最近ほとんどブログ更新できていませんでしたが、「天野」としてのアクティビティはもちろん継続していましたので、いい加減ここいらで更新しようと思います。

 

今回からは、クリストファー・ノーラン監督作品について。

実は、3月に公開された『オッペンハイマー』、日本で公開が決まるかなり前から、個人的に興味があったんです。

 

というのも、ロバート・オッペンハイマーを扱う以上、原爆というテーマは避けて通れない。

ただ、原爆を語るということは使った側・使われた側どちらかの視点に立つということであり、もう一方からの痛烈な批判は避けて通れそうにない。

かといって、両方に配慮したのでは中途半端な映画にならざるを得ない(気がする)。

どうやっても、何らかカドが立つ映画にしかならないのではないか…? と思ったんですね。

 

ところが、一足先にアメリカで鑑賞した友人(日本人)曰く、「いい映画だった」と。

 

果たしてどんな映画なんだろう?

どうやって、そのあたりの矛盾というかジレンマを解決しているんだろう?

と、興味津々だったんです。

 

そこで、まずはノーラン監督作品を一通り鑑賞して

「どんな監督なのか?」「どういう動機を持った監督なのか?」

このあたりを自分なりに掴んだうえで『オッペンハイマー』を観ようと。

 

とりあえず、『フォロイング』から『テネット』までのノーラン長編作品を、

アマゾンプライムとツタヤを駆使して観まくっていたんですね。

 

なので、その成果を書き残しておこうという訳です。

今回は総論としての個人的ノーラン像に触れて、次回以降、ノーラン監督のフィルモグラフィを『テネット』から順番に遡っていこうと思います。

発端である『オッペンハイマー』は、最後に取っておくという形。

 

さて、前置きが長くなりましたが、

作品群全体を通して思うのは、ノーラン作品とは一種の「思考実験」に近いものだということです。

それは、あのバットマン・トリロジーにしても同様。

 

物理学とか量子力学とか、科学的なものから着想を得ていることが多いように思いますが、

そういった着想に、論理的に導出される構造を与えて、その「箱」の中に登場人物を投げ込んで、どう振る舞うのかをストーリーとして落とし込む。それを、映像的・演出的動機から映画にしていく。

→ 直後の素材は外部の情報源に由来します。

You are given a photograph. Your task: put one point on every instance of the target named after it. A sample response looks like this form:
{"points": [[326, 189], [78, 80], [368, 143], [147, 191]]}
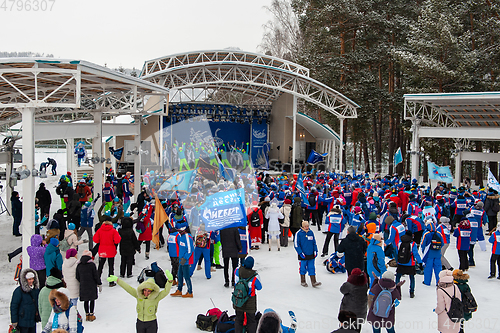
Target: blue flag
{"points": [[181, 181], [440, 173], [116, 153], [300, 186], [315, 157], [398, 157], [224, 210]]}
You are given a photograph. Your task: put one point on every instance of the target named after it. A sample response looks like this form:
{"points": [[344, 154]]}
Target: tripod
{"points": [[3, 206]]}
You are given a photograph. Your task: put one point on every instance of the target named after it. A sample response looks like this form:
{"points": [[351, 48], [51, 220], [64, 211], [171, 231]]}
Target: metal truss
{"points": [[193, 58], [62, 90], [232, 78]]}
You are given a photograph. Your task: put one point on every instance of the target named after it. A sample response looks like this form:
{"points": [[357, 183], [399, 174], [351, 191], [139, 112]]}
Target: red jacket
{"points": [[108, 238]]}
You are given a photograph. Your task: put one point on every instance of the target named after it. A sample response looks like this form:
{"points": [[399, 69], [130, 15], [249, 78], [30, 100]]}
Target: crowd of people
{"points": [[388, 221]]}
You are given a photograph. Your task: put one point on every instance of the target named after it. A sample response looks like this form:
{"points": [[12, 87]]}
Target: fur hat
{"points": [[458, 275], [62, 294], [388, 275], [357, 277], [71, 253]]}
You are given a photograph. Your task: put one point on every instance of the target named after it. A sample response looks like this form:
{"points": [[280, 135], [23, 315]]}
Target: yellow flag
{"points": [[160, 218]]}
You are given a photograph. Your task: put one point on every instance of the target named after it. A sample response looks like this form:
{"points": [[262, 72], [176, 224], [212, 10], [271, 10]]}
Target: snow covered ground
{"points": [[316, 309]]}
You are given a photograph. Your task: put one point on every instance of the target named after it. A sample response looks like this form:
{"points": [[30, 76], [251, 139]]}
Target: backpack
{"points": [[404, 253], [240, 293], [255, 219], [469, 301], [201, 240], [383, 304], [206, 323], [225, 323], [79, 325], [456, 311], [64, 245], [312, 200], [436, 242]]}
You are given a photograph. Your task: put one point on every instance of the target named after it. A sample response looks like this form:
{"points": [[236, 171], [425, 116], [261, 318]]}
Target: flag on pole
{"points": [[440, 173], [315, 157], [300, 186], [492, 181], [398, 157], [160, 218]]}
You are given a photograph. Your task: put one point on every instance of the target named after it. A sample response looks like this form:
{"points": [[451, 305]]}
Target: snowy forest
{"points": [[375, 51]]}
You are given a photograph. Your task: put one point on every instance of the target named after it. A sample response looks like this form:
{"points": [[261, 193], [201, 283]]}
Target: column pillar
{"points": [[341, 148], [415, 149], [294, 132], [137, 160], [97, 152], [28, 141]]}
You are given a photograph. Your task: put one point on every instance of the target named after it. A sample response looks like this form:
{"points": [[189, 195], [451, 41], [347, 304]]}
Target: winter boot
{"points": [[303, 282], [177, 293], [314, 283]]}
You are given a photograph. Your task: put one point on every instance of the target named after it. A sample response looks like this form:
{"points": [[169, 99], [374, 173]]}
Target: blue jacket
{"points": [[375, 259], [53, 258], [335, 222], [305, 244], [427, 240], [186, 248]]}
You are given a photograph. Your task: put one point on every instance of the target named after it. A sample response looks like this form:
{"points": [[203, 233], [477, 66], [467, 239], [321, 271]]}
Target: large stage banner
{"points": [[224, 210], [259, 152]]}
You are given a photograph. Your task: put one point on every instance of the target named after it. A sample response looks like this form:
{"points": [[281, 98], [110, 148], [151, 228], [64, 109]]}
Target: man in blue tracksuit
{"points": [[431, 248], [307, 250]]}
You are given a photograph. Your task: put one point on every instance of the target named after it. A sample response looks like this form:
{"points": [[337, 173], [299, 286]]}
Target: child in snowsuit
{"points": [[307, 250]]}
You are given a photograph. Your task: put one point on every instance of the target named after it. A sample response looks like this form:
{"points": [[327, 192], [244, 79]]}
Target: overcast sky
{"points": [[126, 32]]}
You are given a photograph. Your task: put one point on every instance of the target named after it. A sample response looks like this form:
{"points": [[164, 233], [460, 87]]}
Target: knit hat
{"points": [[458, 275], [248, 263], [388, 275], [71, 253], [357, 277]]}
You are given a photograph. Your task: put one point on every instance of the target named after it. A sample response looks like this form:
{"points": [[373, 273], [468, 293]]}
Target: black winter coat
{"points": [[86, 274], [231, 244], [354, 249], [129, 243], [44, 197], [489, 203], [355, 299], [24, 302]]}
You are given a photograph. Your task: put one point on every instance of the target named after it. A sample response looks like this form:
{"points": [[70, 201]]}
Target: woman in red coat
{"points": [[254, 230], [107, 238], [147, 235]]}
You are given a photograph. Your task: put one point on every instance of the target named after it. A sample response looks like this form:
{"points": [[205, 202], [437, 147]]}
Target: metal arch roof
{"points": [[315, 128], [468, 109], [251, 74], [57, 87]]}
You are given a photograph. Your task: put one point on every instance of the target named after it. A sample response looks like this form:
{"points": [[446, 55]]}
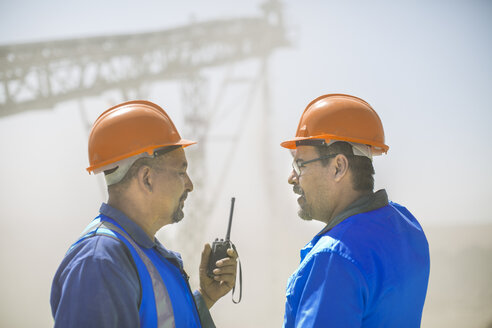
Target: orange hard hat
{"points": [[339, 117], [130, 129]]}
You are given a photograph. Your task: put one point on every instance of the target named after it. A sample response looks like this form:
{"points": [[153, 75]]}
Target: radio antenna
{"points": [[228, 235]]}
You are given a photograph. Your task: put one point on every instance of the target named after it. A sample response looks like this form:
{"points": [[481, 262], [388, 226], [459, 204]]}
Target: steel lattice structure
{"points": [[42, 74]]}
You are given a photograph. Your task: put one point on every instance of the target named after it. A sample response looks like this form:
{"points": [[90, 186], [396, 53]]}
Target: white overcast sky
{"points": [[425, 66]]}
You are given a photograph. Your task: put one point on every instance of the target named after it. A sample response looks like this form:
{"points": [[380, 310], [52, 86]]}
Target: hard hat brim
{"points": [[378, 148], [183, 143]]}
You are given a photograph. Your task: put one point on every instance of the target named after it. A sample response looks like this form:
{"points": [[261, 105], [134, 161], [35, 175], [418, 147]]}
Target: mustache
{"points": [[298, 190]]}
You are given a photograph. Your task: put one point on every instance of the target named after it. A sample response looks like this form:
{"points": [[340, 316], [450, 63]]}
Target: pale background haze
{"points": [[423, 65]]}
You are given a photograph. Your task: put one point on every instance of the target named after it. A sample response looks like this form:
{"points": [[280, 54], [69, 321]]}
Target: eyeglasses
{"points": [[297, 164]]}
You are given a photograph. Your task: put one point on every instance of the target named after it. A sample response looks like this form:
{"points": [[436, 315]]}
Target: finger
{"points": [[225, 270], [228, 279], [232, 253], [205, 256], [226, 262]]}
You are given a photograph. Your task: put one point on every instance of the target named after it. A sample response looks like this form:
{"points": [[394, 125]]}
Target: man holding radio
{"points": [[369, 266], [118, 274]]}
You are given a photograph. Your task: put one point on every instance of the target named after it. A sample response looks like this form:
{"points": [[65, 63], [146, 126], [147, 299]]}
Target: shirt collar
{"points": [[130, 227], [137, 233], [366, 203]]}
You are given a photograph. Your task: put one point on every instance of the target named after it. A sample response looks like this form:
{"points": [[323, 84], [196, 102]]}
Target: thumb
{"points": [[207, 249]]}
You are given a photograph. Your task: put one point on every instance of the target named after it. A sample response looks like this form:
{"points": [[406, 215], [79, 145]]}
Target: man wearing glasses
{"points": [[369, 266]]}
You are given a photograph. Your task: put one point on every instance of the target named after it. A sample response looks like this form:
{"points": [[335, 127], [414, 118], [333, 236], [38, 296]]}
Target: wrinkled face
{"points": [[172, 186], [312, 185]]}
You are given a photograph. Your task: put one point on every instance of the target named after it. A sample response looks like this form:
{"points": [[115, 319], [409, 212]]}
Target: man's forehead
{"points": [[176, 158], [303, 151]]}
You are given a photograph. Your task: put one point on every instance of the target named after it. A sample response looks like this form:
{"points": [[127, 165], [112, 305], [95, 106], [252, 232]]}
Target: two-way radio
{"points": [[219, 251]]}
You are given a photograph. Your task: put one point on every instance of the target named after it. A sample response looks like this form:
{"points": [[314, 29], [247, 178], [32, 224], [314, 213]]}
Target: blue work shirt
{"points": [[371, 269], [97, 283]]}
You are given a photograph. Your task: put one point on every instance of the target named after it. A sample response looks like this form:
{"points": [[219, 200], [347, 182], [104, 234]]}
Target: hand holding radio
{"points": [[218, 274]]}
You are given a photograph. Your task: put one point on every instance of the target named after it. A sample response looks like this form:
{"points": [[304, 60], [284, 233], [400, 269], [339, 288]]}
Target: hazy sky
{"points": [[423, 65]]}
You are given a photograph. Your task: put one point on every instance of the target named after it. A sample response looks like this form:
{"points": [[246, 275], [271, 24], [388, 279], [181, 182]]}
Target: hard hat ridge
{"points": [[340, 117], [129, 131]]}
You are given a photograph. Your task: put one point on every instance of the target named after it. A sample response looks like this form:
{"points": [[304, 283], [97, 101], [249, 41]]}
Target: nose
{"points": [[292, 178], [188, 183]]}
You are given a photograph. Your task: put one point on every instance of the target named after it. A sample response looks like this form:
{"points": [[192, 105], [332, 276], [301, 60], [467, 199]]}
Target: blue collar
{"points": [[137, 233]]}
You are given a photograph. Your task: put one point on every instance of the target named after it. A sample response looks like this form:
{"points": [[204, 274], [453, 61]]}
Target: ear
{"points": [[340, 163], [144, 178]]}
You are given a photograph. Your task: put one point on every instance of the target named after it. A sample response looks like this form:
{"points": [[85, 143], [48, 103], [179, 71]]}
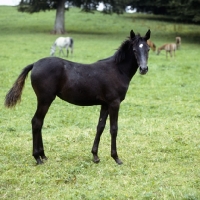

言うなれば、映画という「時空間」を創りあげる。そういう感じでしょうか。

 

つまり、ノーラン作品の主軸というのは構造であり、人ではないということ。

 

実は『オッペンハイマー』についても同様で、

タイトルからするとロバート・オッペンハイマーという、「原爆の父」と呼ばれる科学者の内面に迫るような作品を想起しますが、やはり構造的な作品というか。社会だったり、人だったりというもの性質を、オッペンハイマーという「被写体」を通じて描いたもののように思います。

 

更に言うと、戦争映画でもないです。

内面の葛藤や、戦争というドラマや暴力性を描きたかったわけではなく、人や、人の集合体である組織、社会、あるいは国家としてのアメリカ。そういうものの性質を、理論物理学者であるオッペンハイマーの人生を辿ることで描いてみせた(理論物理学者かつああいう性格のオッペンハイマーだからこそ描けるものがあった)。そういう作品だと読み取りました。

(詳しくはラスト回に譲ります)

 

いやあ、でもクリストファー・ノーラン監督作品、

個人的に収穫が多かったと言いますか、「なるほどな―」と唸るものがたくさんありました。

 

次回以降、まずは『テネット』から、書き残していこうと思います。